11. Texans-Falcons: It would be vindication day for somebody in the Super Bowl, because Houston quarterback Matt Schaub and Atlanta quarterback Ryan entered this postseason with zero career playoff wins. The clubs also share some history with Schaub, with Atlanta having drafted him in 2004's third round, before trading him to Houston in the spring of 2007. The Texans and Falcons also have Wade Phillips in common. The current Houston defensive coordinator was once the Falcons defensive coordinator.
If nothing else, Texans and Falcons fans would love this pairing, and would flock to it. If you had to pick a party spot roughly halfway between Houston and Atlanta, it'd be New Orleans.
12. Falcons-Ravens: The all-Bird Super Bowl would pair two of the best franchises in the NFL in terms of personnel judgment, and seem a natural culmination of the fresh starts that both clubs made at quarterback and head coach in 2008. That's when the Ravens and Falcons drafted Joe Flacco and Matt Ryan in the first round, respectively, and hired John Harbaugh and Mike Smith to lead their organizations. Good calls all the way around.
In the 10 combined regular seasons since those moves, the Ravens and Falcons have combined for nine playoff trips and 10 winning records. The dual Lewis and Tony Gonzalez retirement plans would make for an irresistible Super Bowl week storyline as well.

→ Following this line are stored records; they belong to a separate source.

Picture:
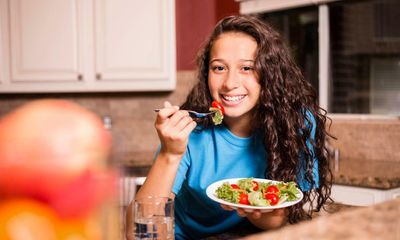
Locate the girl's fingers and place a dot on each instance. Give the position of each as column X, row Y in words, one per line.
column 241, row 212
column 256, row 214
column 165, row 113
column 226, row 207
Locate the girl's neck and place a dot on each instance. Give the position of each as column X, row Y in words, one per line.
column 241, row 127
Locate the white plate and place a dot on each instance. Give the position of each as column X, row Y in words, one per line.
column 210, row 191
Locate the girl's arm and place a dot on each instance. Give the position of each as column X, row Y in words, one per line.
column 173, row 128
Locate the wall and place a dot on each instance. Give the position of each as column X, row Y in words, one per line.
column 134, row 137
column 194, row 21
column 369, row 151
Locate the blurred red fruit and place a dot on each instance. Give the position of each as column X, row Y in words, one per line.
column 55, row 151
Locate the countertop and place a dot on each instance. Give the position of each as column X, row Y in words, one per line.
column 379, row 221
column 356, row 181
column 369, row 182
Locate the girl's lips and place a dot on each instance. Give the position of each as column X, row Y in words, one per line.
column 232, row 100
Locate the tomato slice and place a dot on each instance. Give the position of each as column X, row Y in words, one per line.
column 218, row 105
column 255, row 185
column 273, row 189
column 272, row 198
column 244, row 199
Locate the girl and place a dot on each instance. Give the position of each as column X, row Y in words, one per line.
column 272, row 128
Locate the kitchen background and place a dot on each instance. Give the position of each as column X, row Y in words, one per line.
column 364, row 92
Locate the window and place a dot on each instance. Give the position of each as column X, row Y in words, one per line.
column 363, row 52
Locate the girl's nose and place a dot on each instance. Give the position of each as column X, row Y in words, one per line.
column 232, row 80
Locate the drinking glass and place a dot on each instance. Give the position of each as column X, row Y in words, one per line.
column 154, row 218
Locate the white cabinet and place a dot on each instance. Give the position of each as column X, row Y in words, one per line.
column 87, row 45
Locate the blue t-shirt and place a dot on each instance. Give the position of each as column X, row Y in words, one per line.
column 214, row 154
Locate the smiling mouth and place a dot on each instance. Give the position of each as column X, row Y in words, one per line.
column 232, row 99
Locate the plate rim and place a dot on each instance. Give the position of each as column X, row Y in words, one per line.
column 210, row 192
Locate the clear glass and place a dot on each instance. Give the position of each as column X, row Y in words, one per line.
column 154, row 218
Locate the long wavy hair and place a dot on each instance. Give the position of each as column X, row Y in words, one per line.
column 282, row 113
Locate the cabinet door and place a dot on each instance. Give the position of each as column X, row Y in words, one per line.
column 135, row 44
column 45, row 40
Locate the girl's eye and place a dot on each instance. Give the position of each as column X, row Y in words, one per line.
column 218, row 68
column 247, row 68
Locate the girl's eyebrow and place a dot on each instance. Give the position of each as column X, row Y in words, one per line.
column 221, row 60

13. 49ers-Texans: The talented defenses and stout running games of San Francisco and Houston headline this matchup, which would also produce a first-time Super Bowl-winning quarterback and head coach. Speaking of the Texans' Kubiak, he was the 49ers quarterbacks coach for Steve Young during San Francisco's last Super Bowl season of 1994.
14. Texans-Seahawks: Only two of the league's top six rushers made the divisional round, and this Super Bowl pairing would put them on center stage and make them the featured attraction: No. 3 rusher Marshawn Lynch for Seattle (1,590 yards, 11 touchdowns) and No. 6 Arian Foster for Houston (1,424 yards, 15 touchdowns). Seattle's 224 yards rushing per game led the NFL, and Houston's 158 yards ranked fourth overall.

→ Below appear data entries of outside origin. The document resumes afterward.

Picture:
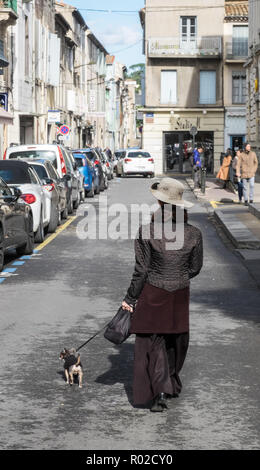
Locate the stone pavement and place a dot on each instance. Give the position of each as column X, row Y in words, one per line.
column 240, row 224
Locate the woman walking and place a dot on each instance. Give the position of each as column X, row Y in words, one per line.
column 223, row 173
column 235, row 165
column 160, row 286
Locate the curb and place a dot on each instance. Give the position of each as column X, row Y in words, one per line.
column 236, row 231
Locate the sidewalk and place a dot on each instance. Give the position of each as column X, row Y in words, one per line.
column 240, row 223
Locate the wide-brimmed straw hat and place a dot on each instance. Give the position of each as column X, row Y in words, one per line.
column 170, row 191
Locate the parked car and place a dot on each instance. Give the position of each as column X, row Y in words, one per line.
column 109, row 166
column 21, row 174
column 60, row 160
column 136, row 162
column 87, row 170
column 119, row 154
column 56, row 192
column 16, row 223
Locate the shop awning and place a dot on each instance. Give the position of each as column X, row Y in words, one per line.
column 5, row 117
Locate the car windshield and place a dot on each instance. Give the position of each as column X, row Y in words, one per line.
column 41, row 171
column 32, row 154
column 139, row 155
column 15, row 175
column 120, row 154
column 90, row 155
column 79, row 161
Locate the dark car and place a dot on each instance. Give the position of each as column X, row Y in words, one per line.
column 16, row 223
column 56, row 190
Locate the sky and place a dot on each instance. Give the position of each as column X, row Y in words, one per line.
column 120, row 33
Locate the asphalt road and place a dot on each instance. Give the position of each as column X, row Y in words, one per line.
column 71, row 288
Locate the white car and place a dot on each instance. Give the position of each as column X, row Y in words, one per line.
column 136, row 162
column 21, row 175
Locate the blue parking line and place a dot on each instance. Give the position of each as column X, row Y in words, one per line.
column 9, row 270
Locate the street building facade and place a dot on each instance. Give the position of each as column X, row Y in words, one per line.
column 235, row 89
column 252, row 66
column 195, row 81
column 53, row 72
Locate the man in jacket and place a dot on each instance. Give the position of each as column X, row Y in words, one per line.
column 246, row 169
column 197, row 164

15. Ravens-Packers: Though Baltimore isn't what it once was, I have to imagine the theme of this game would be the Packers' explosive passing offense against the proud and veteran-led Ravens defense. And Lewis matching wits with Rodgers is a showdown I can't ever remember seeing before.
16. Seahawks-Ravens: I'm grasping here. Pete Carroll with a shot at building some tension versus the other Harbaugh coaching brother? Ray Rice versus Sidney Rice? The quality running games led by Rice and Lynch? With ex-Ravens kicker Steven Hauschka now sidelined by injury in Seattle, we don't even have that link between these two franchises. But it's the Super Bowl. We'll watch.